Leave the room, observe, listen.
Editor’s note: Based on a real incident; nonessential details were changed to protect privacy. Adapted from Origin Problem Solving™.
The story
We were flooding the warehouse with odd lot. Coated paperboard kept coming off the line with wrinkles.
Meetings multiplied, theories flew, nothing stuck. The late-night calls kept coming.
So I did the one thing I had not done well: I went to the Gemba.
Go to the machine, not the memory
Instead of debating in a room, we stood at the coater during start-up, asked questions of the operator,
and watched together. The operator had not been able to operate and watch at the same time, so I followed
his lead and instruction and watched for him.
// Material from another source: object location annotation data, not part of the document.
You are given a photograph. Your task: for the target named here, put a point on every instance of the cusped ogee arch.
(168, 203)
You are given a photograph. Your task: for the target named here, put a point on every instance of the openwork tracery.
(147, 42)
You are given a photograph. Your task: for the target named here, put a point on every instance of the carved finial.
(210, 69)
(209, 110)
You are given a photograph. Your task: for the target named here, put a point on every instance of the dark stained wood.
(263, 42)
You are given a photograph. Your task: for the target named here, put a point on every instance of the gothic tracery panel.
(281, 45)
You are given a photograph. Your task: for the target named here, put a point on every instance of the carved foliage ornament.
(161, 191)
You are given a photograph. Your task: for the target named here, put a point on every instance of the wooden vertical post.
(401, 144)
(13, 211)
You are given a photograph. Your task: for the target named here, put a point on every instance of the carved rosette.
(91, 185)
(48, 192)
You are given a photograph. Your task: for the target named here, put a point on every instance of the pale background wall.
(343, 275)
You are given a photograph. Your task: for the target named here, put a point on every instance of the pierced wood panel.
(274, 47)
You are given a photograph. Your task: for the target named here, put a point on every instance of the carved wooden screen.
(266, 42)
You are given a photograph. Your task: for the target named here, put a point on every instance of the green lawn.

That is where a thread began to show itself. During the sequence, one end of the applicator touched down
a hair early. That tiny asymmetry created a bead in the coating at one end, and the downstream wrinkle we
were chasing soon showed itself.
While asking questions to understand, I also learned there was an adjustment wheel under twenty years of
coating. Hidden to me, not to the operator.
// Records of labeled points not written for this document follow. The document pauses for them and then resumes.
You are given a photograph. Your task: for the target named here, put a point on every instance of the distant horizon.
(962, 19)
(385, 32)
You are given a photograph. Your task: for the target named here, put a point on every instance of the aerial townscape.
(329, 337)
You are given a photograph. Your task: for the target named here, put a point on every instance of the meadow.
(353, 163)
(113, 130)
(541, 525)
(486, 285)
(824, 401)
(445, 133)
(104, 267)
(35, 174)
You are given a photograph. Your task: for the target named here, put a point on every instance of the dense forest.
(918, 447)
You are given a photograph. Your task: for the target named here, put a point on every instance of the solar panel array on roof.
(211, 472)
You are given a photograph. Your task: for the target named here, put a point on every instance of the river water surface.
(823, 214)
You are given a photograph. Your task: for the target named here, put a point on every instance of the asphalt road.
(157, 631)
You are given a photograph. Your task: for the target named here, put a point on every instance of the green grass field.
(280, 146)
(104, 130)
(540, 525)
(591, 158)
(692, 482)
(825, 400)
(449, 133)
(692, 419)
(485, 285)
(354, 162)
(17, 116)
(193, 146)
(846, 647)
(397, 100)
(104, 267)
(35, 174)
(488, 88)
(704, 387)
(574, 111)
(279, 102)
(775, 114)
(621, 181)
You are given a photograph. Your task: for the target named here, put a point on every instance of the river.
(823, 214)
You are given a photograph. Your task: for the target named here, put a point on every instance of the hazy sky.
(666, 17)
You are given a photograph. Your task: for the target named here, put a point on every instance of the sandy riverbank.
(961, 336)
Observe first. Listen. Speak second. That moment changed more than a defect rate. It reset how I thought
and how I approached issues.
What we did differently (and why it worked)
Observed real conditions. Not to command or control but to listen and understand what
the process actually did during start-up.
Respected expertise. We treated the operator as the expert in the process. His insight
into the hidden adjustment and the timing sequence was the key to the whole problem.
Fixed the cause, then protected the fix. We cleaned and indexed the adjustment,
verified parallelism at contact, and documented the check in the start-up standard so it would not
disappear again.
Why this story is in the book
Chapter 2 of Origin Problem Solving™ shows that durable improvement comes from small, disciplined changes
built on real observation, not slogans. The wrinkle story is a clear example. One overlooked contact
sequence, one bead, one standard that needed to be made visible and verified, found only because we went
to the Gemba to listen.
OPS Takeaway
OPS focus: Moving problem solving out of conference rooms and into Go and See at the
point of work, where causes are visible and fixable.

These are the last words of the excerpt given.